Tinnitus (ear noise) in the ear of patients with Acoustic Neuroma can be very bothersome. Tinnitus is always the same during treatment for Acoustic Neuroma as it was before surgery. After the tumor is removed, some patients can find that their tinnitus improves. Tinnitus can be more pronounced in ten percent of patients.

Hearing loss and quality of life in vestibular schwannoma

Our highly experienced team of physicians has built an international reputation for their advanced diagnostic and surgical capabilities, and our new, attractive facility was built with patient comfort and convenience in mind.
Acoustic tumors are non-cancerous fibrous growths that arise from the balance or hearing nerve and do not spread to other areas of the body (metastasize).

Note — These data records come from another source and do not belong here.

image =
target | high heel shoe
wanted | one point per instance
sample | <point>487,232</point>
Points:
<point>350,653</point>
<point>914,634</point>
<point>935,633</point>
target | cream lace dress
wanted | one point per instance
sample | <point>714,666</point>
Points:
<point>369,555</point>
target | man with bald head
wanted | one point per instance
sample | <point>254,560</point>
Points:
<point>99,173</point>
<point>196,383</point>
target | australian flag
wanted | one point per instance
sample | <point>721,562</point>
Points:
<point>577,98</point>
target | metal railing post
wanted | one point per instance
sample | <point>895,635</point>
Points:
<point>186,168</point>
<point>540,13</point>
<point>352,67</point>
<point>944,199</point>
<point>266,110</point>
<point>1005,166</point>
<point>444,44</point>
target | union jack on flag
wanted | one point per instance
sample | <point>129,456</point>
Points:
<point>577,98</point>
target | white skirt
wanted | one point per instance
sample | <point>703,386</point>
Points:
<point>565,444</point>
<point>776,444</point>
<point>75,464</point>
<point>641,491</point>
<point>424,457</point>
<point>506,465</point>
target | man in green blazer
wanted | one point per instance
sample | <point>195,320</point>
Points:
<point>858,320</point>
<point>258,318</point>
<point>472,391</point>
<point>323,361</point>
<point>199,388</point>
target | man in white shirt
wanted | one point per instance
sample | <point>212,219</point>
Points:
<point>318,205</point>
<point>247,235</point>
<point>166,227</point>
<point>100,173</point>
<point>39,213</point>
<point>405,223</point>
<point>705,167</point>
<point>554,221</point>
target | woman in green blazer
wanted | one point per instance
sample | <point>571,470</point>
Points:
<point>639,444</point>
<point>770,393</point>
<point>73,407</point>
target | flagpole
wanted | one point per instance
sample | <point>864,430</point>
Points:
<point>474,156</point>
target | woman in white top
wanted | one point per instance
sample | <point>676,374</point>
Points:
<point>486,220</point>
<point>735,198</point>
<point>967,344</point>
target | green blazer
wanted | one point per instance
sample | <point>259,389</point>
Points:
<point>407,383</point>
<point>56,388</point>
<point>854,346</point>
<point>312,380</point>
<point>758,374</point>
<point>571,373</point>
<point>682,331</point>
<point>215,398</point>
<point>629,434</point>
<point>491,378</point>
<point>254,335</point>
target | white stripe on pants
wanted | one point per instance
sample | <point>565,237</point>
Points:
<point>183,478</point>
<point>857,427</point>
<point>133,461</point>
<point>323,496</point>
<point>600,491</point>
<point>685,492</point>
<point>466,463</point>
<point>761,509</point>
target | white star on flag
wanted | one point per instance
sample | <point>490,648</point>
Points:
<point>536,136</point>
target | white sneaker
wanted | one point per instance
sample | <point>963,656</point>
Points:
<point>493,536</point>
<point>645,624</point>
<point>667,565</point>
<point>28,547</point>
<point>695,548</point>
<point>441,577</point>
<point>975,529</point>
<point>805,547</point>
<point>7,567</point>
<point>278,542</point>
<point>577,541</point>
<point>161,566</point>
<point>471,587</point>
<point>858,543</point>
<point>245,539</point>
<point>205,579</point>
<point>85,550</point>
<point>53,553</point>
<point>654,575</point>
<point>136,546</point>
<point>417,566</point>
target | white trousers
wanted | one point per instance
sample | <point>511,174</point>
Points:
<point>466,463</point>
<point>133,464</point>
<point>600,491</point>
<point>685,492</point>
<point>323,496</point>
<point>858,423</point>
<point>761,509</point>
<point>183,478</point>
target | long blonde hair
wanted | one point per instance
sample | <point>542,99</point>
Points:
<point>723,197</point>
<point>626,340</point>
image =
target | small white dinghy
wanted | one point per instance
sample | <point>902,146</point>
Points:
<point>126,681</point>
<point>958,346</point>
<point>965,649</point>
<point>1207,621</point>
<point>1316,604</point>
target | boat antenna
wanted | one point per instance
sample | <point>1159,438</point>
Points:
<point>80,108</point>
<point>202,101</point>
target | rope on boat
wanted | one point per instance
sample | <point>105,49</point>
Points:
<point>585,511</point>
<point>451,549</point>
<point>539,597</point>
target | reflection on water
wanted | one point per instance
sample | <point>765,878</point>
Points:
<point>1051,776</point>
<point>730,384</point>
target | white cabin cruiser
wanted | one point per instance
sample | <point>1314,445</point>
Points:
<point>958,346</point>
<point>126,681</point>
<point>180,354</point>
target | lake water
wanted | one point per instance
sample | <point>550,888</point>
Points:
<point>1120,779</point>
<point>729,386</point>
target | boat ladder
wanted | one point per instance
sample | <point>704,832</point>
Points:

They account for around 6% to 10% of all brain tumors.
These tumors are found deep inside the skull, close to critical brain centers. The first signs or symptoms that one encounters are normally related to ear function, such as ear noise and hearing and balance problems. As the tumors grow larger, they encircle other nerves that control more important functions. As a result of the increased pressure on the brain, headaches can develop. If this strain on the brain is allowed to persist for an extended period of time, it can be fatal.
In the majority of cases, these tumors develop slowly over time. Others have a faster rate of growth. Some people have mild symptoms, and others have extreme multiple symptoms that progress quickly.

Colette’s story: treating acoustic neuroma

Peter Benson barely remembered to ask his doctor about it at his check-up because it seemed so insignificant. He’d had a “clogged” sensation in his right ear for the past six months, as if he’d been floating in water. Peter suspected it was the lingering effects of a cold he’d had a few months before, but he also assumed he was experiencing age-related hearing loss. When he told his doctor about it, it was almost like an afterthought, and he was advised to see a specialist just to be sure.
Peter’s hearing loss in that ear was confirmed by a hearing examination. The specialist advised him that it was most likely age-related, with a one-in-a-million risk of it being something more significant.
“She said it had only happened once in her practice,” Peter says, “but that I should definitely err on the side of caution and get an MRI.” “Scheduling it was simple, and the MRI was nearby, so I figured, ‘hey, I might as well rule it out.’ I would have dropped the matter if arranging the scan had been a hassle, but I wanted to go ahead and have it completed. The doctor called an hour after the scan and asked me to come back in.”